On a beautiful sunny day in May on the campus of Eastern Connecticut State University, Corrinna Martin mustered all the strength she had and begged the public for any information that would lead to the safe return of her daughter, 20-year-old Alyssiah Marie Wiley.
What the public didn't know is that Martin knew that her daughter, a sophomore at the university, was in grave danger and believed that her boyfriend was behind it.
"I always held out hope," said Martin. "I knew my daughter wouldn't leave a bright future behind. She had a full scholarship. I wanted to impress upon him when I spoke at the press conference that you didn't take a woman who wasn't loved. You have a woman with a brilliant future."
Sadly, a little more than two weeks after the press conference, Martin learned that the dismembered remains found in a wooded area in Trumbull were those of her daughter and that the man she suspected, 30-year-old Jermaine Richards, was being charged with Wiley's murder.
Martin, facing the horrific circumstances around her daughter's death, said she had one of two choices: She could either let her hate for Richards consume her or she could use Wiley's death to prevent future tragedies. She chose the latter.
"I'll tell you from the onset it has been through the grace of God that I have been able to move or talk," said Martin. "I have always shied away from the spotlight. I'm more of a paper pusher, but unfortunately it took the murder of my child to give me strength and courage to start speaking out against domestic violence. Such a beautiful life had to be remembered.

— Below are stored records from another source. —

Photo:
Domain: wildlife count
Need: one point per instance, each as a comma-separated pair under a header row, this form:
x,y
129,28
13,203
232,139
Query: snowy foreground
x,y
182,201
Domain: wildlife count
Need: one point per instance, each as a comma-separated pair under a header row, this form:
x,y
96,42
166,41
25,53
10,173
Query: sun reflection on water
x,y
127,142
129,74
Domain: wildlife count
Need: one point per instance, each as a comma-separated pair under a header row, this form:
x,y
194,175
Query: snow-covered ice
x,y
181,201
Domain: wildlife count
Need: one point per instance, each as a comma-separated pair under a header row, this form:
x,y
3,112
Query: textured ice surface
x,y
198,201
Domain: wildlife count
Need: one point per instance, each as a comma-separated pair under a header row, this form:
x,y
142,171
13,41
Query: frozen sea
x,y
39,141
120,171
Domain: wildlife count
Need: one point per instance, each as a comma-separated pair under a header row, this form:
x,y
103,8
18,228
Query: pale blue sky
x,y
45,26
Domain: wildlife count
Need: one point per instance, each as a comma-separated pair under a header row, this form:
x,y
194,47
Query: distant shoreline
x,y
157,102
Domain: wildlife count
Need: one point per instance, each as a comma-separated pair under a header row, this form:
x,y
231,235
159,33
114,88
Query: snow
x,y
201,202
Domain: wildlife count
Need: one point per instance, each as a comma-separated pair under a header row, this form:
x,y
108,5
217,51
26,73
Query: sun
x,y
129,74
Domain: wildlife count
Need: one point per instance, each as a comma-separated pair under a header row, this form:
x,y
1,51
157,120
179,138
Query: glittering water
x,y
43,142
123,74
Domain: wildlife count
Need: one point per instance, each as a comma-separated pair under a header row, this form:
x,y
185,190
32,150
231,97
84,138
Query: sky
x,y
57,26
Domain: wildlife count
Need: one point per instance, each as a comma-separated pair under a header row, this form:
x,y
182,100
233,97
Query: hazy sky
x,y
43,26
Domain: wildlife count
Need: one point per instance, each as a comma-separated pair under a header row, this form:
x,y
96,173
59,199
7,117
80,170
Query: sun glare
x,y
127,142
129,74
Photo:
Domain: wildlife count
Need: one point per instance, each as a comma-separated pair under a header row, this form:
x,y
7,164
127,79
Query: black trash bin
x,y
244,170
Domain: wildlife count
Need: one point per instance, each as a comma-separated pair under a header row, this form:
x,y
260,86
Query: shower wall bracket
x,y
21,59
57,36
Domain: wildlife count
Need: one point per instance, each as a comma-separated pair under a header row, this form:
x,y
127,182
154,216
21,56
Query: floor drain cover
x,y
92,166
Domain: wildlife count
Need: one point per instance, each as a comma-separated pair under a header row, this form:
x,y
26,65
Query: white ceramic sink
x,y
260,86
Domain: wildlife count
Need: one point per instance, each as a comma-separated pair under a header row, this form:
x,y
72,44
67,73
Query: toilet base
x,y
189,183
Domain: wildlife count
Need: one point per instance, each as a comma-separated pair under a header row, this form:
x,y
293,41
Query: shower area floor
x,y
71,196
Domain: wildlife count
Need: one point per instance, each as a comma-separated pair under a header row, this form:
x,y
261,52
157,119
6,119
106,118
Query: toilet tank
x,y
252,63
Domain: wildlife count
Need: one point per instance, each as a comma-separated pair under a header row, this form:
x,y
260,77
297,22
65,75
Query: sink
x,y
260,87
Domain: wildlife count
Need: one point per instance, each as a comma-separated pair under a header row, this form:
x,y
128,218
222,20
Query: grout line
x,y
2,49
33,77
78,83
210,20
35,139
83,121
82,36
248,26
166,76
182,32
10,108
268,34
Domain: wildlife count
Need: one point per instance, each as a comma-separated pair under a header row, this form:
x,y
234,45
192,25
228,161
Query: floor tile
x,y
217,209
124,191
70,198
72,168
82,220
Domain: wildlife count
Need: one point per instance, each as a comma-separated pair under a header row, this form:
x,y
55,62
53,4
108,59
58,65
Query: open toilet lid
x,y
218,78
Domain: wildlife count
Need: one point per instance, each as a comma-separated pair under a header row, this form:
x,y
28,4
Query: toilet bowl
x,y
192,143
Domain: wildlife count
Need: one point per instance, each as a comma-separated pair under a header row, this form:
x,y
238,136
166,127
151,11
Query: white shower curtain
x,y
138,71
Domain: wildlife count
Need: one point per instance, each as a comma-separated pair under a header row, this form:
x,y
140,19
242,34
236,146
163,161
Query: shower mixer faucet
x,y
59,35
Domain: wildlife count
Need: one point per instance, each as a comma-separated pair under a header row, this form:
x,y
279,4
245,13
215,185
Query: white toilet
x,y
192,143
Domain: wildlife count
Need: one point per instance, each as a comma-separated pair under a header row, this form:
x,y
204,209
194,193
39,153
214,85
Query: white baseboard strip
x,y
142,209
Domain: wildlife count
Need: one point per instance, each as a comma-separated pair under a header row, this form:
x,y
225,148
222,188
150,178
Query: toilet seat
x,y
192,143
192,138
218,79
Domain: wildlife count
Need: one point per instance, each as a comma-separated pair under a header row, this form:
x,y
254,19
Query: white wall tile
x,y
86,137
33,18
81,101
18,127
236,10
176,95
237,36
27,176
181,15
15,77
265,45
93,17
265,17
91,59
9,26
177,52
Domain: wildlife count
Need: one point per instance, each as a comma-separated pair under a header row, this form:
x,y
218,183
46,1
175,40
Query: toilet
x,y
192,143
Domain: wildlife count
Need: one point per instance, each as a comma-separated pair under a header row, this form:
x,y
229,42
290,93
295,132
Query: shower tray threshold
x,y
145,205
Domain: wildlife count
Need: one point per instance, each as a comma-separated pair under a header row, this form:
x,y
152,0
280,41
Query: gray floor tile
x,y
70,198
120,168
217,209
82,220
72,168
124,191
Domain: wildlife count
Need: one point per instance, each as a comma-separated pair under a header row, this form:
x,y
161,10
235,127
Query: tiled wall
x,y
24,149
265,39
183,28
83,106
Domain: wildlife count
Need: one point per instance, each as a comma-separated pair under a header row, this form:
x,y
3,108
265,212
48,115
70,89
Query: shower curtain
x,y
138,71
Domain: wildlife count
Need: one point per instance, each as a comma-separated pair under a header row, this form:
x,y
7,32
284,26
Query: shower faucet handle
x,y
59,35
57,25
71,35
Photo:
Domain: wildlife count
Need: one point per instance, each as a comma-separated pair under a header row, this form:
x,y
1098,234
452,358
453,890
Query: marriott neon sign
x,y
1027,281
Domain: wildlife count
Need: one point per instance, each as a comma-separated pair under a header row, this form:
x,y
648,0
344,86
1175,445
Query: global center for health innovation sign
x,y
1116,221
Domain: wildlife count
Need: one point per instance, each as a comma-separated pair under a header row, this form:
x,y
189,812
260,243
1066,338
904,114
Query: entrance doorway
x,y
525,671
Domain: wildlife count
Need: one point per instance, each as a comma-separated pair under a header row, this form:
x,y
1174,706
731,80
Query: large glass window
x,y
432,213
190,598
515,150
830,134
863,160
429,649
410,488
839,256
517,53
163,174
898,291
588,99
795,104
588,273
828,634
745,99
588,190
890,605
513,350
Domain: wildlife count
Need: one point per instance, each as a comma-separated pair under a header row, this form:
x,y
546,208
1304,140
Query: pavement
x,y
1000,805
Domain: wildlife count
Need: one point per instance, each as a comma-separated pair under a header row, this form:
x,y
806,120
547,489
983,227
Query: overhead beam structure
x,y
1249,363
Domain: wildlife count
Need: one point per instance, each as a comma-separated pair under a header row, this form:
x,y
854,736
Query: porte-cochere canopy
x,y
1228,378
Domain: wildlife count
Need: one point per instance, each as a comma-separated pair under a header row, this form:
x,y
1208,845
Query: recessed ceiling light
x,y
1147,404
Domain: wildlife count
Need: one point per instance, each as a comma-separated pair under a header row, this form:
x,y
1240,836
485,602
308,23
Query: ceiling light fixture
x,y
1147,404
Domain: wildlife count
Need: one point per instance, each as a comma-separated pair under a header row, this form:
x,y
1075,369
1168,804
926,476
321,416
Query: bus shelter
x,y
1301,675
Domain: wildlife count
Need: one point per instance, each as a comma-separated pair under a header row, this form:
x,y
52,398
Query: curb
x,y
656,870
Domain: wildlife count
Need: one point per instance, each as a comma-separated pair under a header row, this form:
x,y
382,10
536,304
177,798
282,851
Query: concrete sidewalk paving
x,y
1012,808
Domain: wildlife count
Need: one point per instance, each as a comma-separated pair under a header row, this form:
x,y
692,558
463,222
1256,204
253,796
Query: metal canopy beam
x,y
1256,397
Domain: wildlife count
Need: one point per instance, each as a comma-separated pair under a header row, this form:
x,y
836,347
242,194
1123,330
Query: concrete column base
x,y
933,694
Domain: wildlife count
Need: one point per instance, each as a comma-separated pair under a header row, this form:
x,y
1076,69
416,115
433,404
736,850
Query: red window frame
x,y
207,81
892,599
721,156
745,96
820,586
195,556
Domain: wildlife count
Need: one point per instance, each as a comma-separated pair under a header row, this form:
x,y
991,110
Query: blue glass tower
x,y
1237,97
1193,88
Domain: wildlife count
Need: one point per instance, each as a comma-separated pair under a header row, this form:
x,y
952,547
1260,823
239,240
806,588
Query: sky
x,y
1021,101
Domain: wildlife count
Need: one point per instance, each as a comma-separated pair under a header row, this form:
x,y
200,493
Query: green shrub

I wondered, 'How could her death benefit others?'"
So, weeks after officials confirmed Wiley's death, Martin launched Mothers of Victim's Equality or M.O.V.E., a New Haven-based domestic violence group.
Martin said after her daughter went missing she learned from a relative that Richards had strangled Wiley once before. During that time, she also started researching information about domestic violence, how the judicial system and media treat victims of those crimes, and for the most part, she didn't like what she found.
She said the media tends to mishandle how it reports about victims of domestic violence and that the judicial system often seems more concerned about the needs of the defendants rather than focusing on the victims.
"What I'm trying to do with M.O.V.E is to send a message that enough is enough and that we need to speak up," said Martin. "If you know someone who is a victim or if you are a victim, you need to say something and break the cycle of silence ... because all too often these situations have tragic, tragic consequences."
According to the Connecticut Domestic Violence Fatality Review Committee, a statewide coalition whose members consist of domestic violence advocates, law enforcment, the chief's state's attorney, the Office of Victim of Services, Survivors of Homicide, Office of the Child Advocate and Department of Correction, found that 14 women were killed by a current or former boyfriend or husband in 2011. There were 18 deaths in 2010.
Martin said she would have intervened had she known that Wiley was being abused or if she had known that Richards was 10 years older than her daughter. She said after her daughter's death she discovered that Richards had lied about many things, including his age, but said she cannot go into detail because of the pending criminal case.
Richards' case is still in the pre-trial phase in the Fairfield Judicial District.
The M.O.V.E. organization has started a support group that meets every Tuesday and Thursday night at the Wexler-Grant School in New Haven, so that people can speak about whatever is on their minds.
"We have people come and share what's bothering them," said Martin. "If you're angry, that's OK. What's wrong with being angry? It's how you deal with that anger that's important. God has given us many emotions, and he wouldn't give us anything that was intended for evil. All of our emotions are intended to round us out and be the good individuals that we are meant to be."
Martin said the group has done numerous fundraising events to support M.O.V.E. and hopes to open a safe house, where victims of domestic violence can remove themselves from unsafe situations.
Martin said that Wiley was the third of four daughters. She was majoring in psychology and minoring in biology and wanted to get her doctorate in psychology.
"She wanted to help people ... and that bright future was taken away," said Martin.
The medical examiner recently released Wiley's remains to her. Not all of Wiley's remains were found, she said, making the death even harder for her to grapple with. The family held a memorial service Saturday at the Varick Memorial A.M.E. Zion Church in New Haven.
Martin says she still must find a way to forgive Richards.
"I hate what he did," said Martin. "I hate that he took away my baby. I hate that, but as a Christian I have to love him. God is love and the only way I can have peace in my mind is to not display the hatred he has. This is now bigger than me. It's about saving lives."